DomainBed is a PyTorch suite containing benchmark datasets and algorithms for domain generalization, as introduced in In Search of Lost Domain Generalization.
Full results for commit 7df6f06 in LaTeX format available here.
The currently available algorithms are:
- Empirical Risk Minimization (ERM, Vapnik, 1998)
- Invariant Risk Minimization (IRM, Arjovsky et al., 2019)
- Group Distributionally Robust Optimization (GroupDRO, Sagawa et al., 2020)
- Interdomain Mixup (Mixup, Yan et al., 2020)
- Marginal Transfer Learning (MTL, Blanchard et al., 2011-2020)
- Meta Learning Domain Generalization (MLDG, Li et al., 2017)
- Maximum Mean Discrepancy (MMD, Li et al., 2018)
- Deep CORAL (CORAL, Sun and Saenko, 2016)
- Domain Adversarial Neural Network (DANN, Ganin et al., 2015)
- Conditional Domain Adversarial Neural Network (CDANN, Li et al., 2018)
- Style Agnostic Networks (SagNet, Nam et al., 2020)
- Adaptive Risk Minimization (ARM, Zhang et al., 2020), contributed by @zhangmarvin
- Variance Risk Extrapolation (VREx, Krueger et al., 2020), contributed by @zdhNarsil
- Representation Self-Challenging (RSC, Huang et al., 2020), contributed by @SirRob1997
- Spectral Decoupling (SD, Pezeshki et al., 2020)
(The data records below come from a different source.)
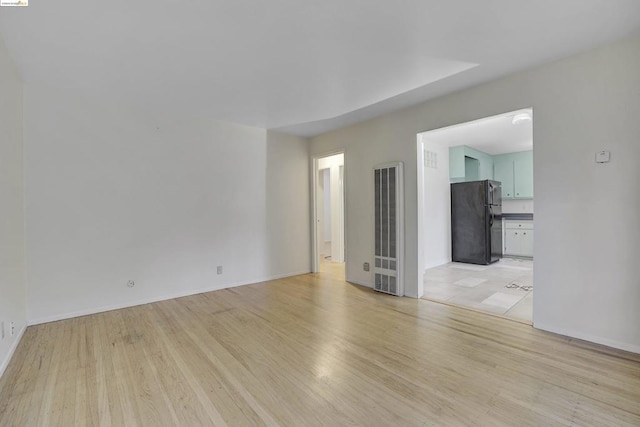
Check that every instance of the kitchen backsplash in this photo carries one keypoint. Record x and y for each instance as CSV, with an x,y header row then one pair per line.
x,y
517,206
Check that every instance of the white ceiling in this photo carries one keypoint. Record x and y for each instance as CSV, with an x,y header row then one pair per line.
x,y
492,135
301,66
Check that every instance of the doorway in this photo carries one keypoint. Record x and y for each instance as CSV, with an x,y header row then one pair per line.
x,y
500,149
328,214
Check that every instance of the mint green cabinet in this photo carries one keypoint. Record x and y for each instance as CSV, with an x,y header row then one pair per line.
x,y
515,171
503,172
523,178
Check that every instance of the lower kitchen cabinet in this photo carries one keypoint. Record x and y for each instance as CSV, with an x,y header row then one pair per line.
x,y
518,238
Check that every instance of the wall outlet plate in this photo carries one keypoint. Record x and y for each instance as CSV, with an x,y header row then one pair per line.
x,y
603,156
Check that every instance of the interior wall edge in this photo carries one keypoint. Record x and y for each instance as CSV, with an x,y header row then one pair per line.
x,y
570,333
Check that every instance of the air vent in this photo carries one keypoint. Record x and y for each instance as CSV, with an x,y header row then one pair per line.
x,y
388,228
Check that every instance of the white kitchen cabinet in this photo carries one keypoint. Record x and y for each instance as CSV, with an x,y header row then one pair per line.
x,y
518,238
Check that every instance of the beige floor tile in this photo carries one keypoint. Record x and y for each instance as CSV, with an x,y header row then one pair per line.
x,y
473,286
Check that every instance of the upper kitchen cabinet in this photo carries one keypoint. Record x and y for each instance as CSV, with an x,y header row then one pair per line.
x,y
515,171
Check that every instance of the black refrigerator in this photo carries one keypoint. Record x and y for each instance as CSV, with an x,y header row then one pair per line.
x,y
476,222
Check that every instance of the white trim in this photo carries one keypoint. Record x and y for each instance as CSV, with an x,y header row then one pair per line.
x,y
357,282
12,350
588,337
150,300
315,265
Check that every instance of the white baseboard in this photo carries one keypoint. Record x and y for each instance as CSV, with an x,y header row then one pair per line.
x,y
12,350
357,282
437,263
588,337
102,309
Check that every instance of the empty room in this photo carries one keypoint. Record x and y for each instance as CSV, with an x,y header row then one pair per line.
x,y
237,213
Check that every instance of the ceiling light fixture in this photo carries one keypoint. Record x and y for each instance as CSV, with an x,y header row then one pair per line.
x,y
520,118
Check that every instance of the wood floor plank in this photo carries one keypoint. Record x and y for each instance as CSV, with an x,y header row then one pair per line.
x,y
311,350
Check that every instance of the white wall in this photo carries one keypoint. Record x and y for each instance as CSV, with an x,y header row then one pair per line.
x,y
113,196
12,290
437,207
586,272
517,206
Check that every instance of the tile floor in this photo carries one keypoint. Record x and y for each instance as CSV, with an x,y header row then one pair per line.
x,y
504,288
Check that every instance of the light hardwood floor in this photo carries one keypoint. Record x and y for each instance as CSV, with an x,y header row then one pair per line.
x,y
311,350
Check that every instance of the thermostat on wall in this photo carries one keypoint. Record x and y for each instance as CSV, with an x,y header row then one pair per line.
x,y
603,156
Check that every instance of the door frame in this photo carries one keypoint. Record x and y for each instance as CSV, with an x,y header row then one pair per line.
x,y
315,255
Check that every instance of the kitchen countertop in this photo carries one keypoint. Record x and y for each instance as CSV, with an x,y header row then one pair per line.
x,y
518,216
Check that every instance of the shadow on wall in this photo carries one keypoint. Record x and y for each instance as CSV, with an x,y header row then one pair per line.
x,y
287,204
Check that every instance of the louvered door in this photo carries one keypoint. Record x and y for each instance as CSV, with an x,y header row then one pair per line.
x,y
388,228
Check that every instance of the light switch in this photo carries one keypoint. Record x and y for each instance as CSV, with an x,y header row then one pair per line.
x,y
603,156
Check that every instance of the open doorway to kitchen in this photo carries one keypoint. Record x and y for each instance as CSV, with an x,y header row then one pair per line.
x,y
328,212
476,214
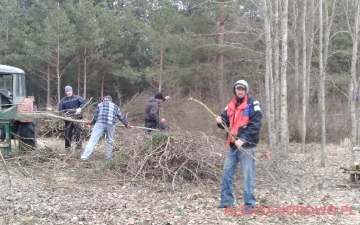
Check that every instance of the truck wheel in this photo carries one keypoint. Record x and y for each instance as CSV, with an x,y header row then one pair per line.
x,y
26,132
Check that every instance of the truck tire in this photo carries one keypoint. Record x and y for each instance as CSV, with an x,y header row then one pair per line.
x,y
26,132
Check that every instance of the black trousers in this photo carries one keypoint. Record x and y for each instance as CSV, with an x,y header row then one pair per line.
x,y
69,127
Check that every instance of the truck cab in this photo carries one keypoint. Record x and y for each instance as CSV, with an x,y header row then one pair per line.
x,y
13,101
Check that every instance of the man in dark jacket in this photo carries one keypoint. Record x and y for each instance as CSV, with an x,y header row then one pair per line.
x,y
243,118
71,105
152,113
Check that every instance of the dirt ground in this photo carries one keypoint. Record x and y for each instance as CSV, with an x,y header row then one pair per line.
x,y
57,189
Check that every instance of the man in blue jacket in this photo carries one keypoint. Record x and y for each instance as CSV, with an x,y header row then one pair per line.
x,y
243,117
71,105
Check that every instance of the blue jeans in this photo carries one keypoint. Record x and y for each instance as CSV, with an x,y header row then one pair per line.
x,y
96,133
247,164
153,125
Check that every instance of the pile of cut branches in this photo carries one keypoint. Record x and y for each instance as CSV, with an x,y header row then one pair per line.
x,y
174,157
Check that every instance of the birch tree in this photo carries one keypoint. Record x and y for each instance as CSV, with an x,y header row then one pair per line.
x,y
353,86
321,83
304,77
284,135
267,12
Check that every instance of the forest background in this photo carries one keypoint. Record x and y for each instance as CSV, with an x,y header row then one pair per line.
x,y
299,58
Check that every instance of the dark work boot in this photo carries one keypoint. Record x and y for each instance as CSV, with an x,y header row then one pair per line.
x,y
78,145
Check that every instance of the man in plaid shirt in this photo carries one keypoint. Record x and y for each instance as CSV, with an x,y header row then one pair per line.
x,y
105,121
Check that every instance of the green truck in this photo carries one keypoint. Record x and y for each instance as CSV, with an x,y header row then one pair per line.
x,y
14,102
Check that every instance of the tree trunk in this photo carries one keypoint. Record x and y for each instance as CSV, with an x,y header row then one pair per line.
x,y
48,103
85,65
284,137
353,81
304,78
268,71
296,63
321,84
220,61
161,67
79,74
58,69
277,71
310,34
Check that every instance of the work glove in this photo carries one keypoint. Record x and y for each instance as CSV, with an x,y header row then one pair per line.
x,y
78,111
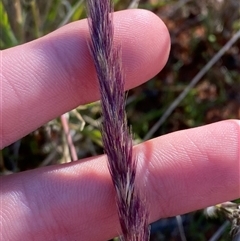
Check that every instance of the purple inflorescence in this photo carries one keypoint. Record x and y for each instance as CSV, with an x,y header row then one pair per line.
x,y
117,139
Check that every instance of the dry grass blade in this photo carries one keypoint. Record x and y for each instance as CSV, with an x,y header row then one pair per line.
x,y
117,139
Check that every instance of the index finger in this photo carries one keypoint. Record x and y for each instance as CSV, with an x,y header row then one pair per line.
x,y
50,76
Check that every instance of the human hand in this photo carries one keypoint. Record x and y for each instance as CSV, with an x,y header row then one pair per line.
x,y
185,170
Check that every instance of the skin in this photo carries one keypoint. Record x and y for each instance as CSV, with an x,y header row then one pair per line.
x,y
183,171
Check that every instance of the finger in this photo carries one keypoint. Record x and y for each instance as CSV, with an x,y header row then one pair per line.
x,y
179,173
50,76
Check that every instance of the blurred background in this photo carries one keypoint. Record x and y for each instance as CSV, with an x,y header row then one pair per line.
x,y
173,100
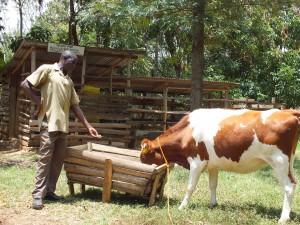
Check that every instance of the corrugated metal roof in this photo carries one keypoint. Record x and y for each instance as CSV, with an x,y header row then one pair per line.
x,y
99,64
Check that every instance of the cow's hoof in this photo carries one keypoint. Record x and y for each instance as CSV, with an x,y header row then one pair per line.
x,y
213,205
283,220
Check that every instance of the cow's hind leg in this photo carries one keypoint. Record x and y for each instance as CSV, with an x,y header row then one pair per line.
x,y
282,167
196,168
213,183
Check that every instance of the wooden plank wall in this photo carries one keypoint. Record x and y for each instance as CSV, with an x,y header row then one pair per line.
x,y
107,114
4,111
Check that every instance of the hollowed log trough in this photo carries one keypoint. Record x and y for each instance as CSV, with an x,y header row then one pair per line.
x,y
113,168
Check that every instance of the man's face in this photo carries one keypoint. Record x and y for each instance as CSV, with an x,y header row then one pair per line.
x,y
69,64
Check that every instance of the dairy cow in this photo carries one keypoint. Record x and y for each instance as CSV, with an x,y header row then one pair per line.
x,y
239,141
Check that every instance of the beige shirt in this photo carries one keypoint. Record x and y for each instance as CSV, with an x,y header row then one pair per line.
x,y
57,95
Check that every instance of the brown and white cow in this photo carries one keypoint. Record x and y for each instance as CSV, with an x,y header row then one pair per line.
x,y
240,141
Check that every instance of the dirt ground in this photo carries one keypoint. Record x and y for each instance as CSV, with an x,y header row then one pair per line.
x,y
21,213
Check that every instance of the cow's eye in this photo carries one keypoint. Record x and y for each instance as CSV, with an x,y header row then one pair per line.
x,y
145,150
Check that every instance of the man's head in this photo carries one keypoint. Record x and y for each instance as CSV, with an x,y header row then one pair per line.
x,y
67,61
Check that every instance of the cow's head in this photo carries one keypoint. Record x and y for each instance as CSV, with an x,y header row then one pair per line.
x,y
150,154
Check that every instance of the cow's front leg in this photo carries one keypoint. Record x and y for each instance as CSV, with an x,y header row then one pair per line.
x,y
213,183
196,167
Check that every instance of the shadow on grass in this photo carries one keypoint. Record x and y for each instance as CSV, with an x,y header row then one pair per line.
x,y
259,209
118,198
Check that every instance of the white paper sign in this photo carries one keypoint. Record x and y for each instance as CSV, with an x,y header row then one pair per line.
x,y
78,50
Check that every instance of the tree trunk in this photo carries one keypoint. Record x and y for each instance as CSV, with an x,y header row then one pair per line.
x,y
197,55
170,40
73,40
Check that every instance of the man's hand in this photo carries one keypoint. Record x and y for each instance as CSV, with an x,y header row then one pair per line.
x,y
37,111
94,133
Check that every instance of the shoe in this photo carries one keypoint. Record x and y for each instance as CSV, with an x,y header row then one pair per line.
x,y
37,203
53,197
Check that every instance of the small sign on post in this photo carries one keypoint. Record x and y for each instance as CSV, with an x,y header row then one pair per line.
x,y
59,48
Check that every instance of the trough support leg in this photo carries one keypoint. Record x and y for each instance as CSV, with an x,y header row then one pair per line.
x,y
107,183
82,188
165,179
71,188
154,189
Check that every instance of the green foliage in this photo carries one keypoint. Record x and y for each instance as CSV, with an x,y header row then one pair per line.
x,y
255,43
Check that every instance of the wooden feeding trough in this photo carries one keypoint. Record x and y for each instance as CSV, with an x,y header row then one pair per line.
x,y
113,168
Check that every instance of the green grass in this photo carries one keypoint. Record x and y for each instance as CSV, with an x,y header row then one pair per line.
x,y
254,198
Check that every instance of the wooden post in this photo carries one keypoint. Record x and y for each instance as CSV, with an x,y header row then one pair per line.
x,y
107,183
71,188
128,91
110,82
83,72
82,188
226,102
165,108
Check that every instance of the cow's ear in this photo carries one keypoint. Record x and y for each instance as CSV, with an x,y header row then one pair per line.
x,y
144,143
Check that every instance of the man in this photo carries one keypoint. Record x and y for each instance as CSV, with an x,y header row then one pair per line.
x,y
57,97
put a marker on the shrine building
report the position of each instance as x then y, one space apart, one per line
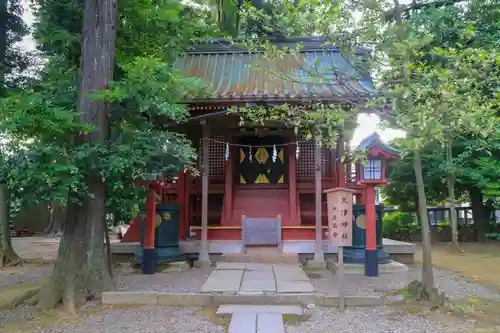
261 172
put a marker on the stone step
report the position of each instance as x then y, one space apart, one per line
268 255
243 323
256 322
270 323
389 268
239 308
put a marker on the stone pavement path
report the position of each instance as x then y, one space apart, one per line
258 318
255 278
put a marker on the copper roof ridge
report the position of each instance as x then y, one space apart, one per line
310 44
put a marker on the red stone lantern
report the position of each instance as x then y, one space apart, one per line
372 172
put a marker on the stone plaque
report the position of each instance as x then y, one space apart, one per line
261 231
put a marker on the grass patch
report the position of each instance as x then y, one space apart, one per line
479 263
13 295
210 314
312 273
35 324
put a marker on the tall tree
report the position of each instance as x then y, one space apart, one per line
83 264
12 29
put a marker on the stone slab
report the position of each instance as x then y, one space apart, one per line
316 264
389 268
270 323
243 323
230 266
294 286
263 285
291 275
117 297
258 267
183 299
258 275
223 281
281 309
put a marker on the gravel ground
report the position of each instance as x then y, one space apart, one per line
27 274
382 319
448 282
145 320
189 280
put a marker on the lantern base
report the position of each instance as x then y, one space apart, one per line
371 263
356 255
148 261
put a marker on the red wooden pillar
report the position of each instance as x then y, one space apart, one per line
188 181
149 254
228 187
318 201
181 187
333 168
341 181
371 260
292 181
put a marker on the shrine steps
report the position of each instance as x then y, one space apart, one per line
261 254
260 202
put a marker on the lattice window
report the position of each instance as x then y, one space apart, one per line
305 163
216 158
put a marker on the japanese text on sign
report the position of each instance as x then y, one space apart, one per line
340 217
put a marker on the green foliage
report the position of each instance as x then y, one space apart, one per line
144 96
13 61
399 223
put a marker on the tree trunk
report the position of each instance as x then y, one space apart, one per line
7 255
3 44
57 218
82 267
451 196
478 213
427 272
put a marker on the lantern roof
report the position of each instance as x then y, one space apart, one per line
374 146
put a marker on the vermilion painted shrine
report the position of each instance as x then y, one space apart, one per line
262 172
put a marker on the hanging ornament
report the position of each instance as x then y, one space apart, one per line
226 155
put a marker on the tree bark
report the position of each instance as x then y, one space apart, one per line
427 272
3 44
82 269
451 196
57 217
7 255
478 213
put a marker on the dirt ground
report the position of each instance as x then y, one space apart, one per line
479 263
36 248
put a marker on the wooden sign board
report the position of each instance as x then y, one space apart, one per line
339 202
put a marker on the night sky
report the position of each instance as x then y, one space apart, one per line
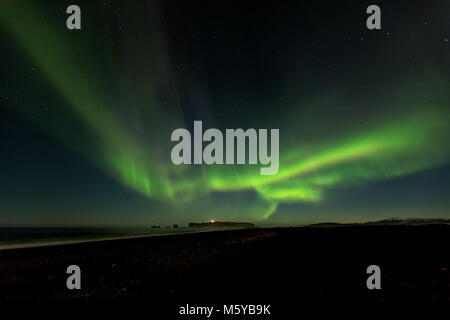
86 115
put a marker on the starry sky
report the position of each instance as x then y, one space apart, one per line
86 115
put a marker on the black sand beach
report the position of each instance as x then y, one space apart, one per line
283 267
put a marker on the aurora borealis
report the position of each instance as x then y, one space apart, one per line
87 114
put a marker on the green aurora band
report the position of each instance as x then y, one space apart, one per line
138 156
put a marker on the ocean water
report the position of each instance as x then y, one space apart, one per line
11 238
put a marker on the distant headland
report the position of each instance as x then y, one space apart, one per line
221 224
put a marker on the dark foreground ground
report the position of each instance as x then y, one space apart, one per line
286 268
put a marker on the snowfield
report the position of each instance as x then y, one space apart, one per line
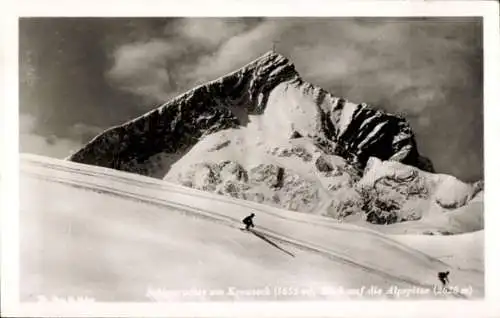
115 236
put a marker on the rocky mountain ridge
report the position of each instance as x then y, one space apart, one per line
358 131
264 134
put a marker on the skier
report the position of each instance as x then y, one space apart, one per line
443 277
248 221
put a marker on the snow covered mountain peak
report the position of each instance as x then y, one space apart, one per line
264 134
268 86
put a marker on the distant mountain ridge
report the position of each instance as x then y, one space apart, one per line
264 134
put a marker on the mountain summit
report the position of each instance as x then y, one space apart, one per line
268 84
264 134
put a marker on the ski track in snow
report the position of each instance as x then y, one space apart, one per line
97 179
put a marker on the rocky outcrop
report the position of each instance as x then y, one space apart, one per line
373 133
181 122
355 132
264 183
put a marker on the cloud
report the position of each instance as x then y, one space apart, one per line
52 146
428 69
156 69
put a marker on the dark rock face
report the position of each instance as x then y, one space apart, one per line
373 133
181 122
226 103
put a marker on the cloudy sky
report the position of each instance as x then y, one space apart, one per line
79 76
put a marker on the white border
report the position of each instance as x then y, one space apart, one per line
155 8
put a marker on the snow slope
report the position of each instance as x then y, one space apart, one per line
115 236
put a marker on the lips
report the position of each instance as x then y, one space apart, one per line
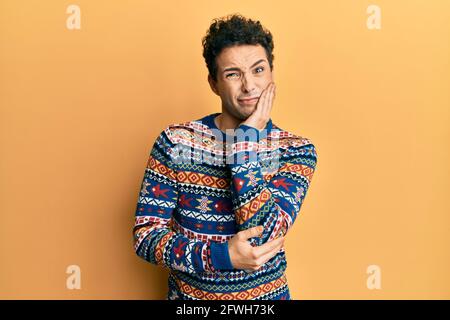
248 101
Send us a PR to add your algorithm! Our implementations use ResNet50 / ResNet18 networks (He et al., 2015) and the hyper-parameter grids described here.
The currently available datasets are:
- RotatedMNIST (Ghifary et al., 2015)
- ColoredMNIST (Arjovsky et al., 2019)
- VLCS (Fang et al., 2013)
- PACS (Li et al., 2017)
- Office-Home (Venkateswara et al., 2017)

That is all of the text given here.